My first year as a freelancer felt like a constant hangover, not the type that comes after having a good time but more like the movie…
Where the fuck am I? Who are these people? I've been working for 15 hours? Am I awake or is this a dream?
How did I end up on this shitty job?
And why... are my underwear disappearing?
I quit my job in Ohio so I could suffer on my terms and moved to New York City to attend Makeup Forever Academy. I made some friends there, but we all seemed like toddlers trying to figure out how to balance our massive heads on our shoulders while we are taking our first steps toward freelancing.
While at the Academy, at least I had a place to be every day, and my life felt like it had a rhythm. After graduating, I was in NYC on my own, without rhythm, and my life was a mess. I was also away from my daughter, which caused me an enormous amount of pain and anxiety.
I was excited to work, but I was in worse shape than John Snow being dragged through winter beyond the wall… while everyone kept rubbing it in his face that he knew nothing!
But fast forward: he’s in a cave with a beautiful woman, staring at her tits. LUCKY! If I could only fast forward my career to some tits as well… and maybe find those lost underwear!!
No tits nor underwear to be found though! Well, at least the tits were out there but I guess not enough to share… Be a good freelancer and share a tit, would you?
At that time, my self-worth was dependent on how much work I was getting. So I spent days sinking into my couch, feeling meh, and telling myself that I’m not fit to be a makeup artist—that I lack the skills, the looks, and absolutely the underwear! Or being mad at everyone else: “I’m a good makeup artist, damn it. Show me the money!” I would sink into those thoughts and even further into my couch.

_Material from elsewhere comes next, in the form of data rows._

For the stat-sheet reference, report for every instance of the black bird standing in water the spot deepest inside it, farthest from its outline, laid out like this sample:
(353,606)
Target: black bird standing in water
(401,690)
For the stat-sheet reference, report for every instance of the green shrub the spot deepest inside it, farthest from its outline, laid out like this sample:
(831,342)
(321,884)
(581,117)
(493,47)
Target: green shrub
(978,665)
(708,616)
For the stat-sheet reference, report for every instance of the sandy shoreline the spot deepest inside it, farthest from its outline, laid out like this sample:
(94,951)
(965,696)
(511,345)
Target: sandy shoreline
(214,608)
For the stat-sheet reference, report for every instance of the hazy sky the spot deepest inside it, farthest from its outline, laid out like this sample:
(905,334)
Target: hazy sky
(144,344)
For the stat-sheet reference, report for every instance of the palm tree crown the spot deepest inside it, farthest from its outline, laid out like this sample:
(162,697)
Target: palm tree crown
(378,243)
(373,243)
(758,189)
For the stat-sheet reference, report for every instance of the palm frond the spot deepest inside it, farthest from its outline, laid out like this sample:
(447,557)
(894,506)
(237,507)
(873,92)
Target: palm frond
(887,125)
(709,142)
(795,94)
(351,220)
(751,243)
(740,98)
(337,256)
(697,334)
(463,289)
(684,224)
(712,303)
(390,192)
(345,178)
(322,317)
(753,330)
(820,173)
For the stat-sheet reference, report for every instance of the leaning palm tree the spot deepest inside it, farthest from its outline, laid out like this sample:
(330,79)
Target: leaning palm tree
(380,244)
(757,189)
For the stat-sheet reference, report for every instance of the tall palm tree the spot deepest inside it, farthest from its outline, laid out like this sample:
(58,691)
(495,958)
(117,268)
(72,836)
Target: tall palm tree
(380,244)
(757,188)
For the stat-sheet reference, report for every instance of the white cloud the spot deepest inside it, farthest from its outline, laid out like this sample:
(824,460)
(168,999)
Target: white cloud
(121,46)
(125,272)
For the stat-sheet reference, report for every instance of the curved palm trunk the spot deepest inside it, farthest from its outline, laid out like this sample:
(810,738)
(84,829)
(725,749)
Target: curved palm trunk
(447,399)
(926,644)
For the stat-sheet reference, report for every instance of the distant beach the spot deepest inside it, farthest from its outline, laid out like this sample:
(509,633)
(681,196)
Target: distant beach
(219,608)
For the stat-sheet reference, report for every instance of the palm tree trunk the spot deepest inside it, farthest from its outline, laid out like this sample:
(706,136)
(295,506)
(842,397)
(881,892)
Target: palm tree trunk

During my third marathon of Game Of Thrones, I noticed Carmella, my roommate’s dog walking across the room and standing by her bowl like she does every day. I looked at the clock and knew that she was waiting to eat. You see, this stink dog (which is what we all called her) would get anxious if she didn't eat, sleep, or go out at the same time every day. I wondered what my day would look like if I were as committed to some sort of a schedule like Carmella is...
The thing is, I woke up whenever I wanted those days. I ate whenever I wanted, I helped friends with their emails, websites, lent my face to people who wanted to practice... I became more social than I knew myself to be. I would get sucked into other people’s lives and kind of forgot about mine! I was responding to everyone’s life while I became the background of my own! The pain of being away from my daughter was too much for me to bear, so I would seek any sort of distraction to pass the days.
I started this blog because I know there is a mother out there who’s waiting for the right time to start something new. I started this blog because I know that a girl that just moved here from god knows where is comparing herself to others and feeling like she is not doing enough. This is also for the freelancers who struggle with their self-worth, making friends, or feel awkward in social settings. Maybe we have similar fears and goals that we are too afraid to talk about. Even if we don’t, you’re doing everything you can to minimize your suffering. In that way, you and I both are aiming for the same thing.
I thought I was the only one who suffered… Well, not really but I did feel like my suffering was some sort of special. I built my identity around things that were happening to me instead of things that I had control over. I’m still a fuck-up every now and then. I don’t claim to know shit about this business, or life, or where the fuck my underwear are... BUT...I do tend to do better when I think out loud and I think some of you do as well.
So if you’re curious about this whole underwear story please stick around, laugh, cry, ask questions, start a conversation with me over some konafa or something! I’m cool, don’t leave… I have things to tell you about that I wish someone told me about when I first was captivated by the wildlings of the makeup/freelance industry.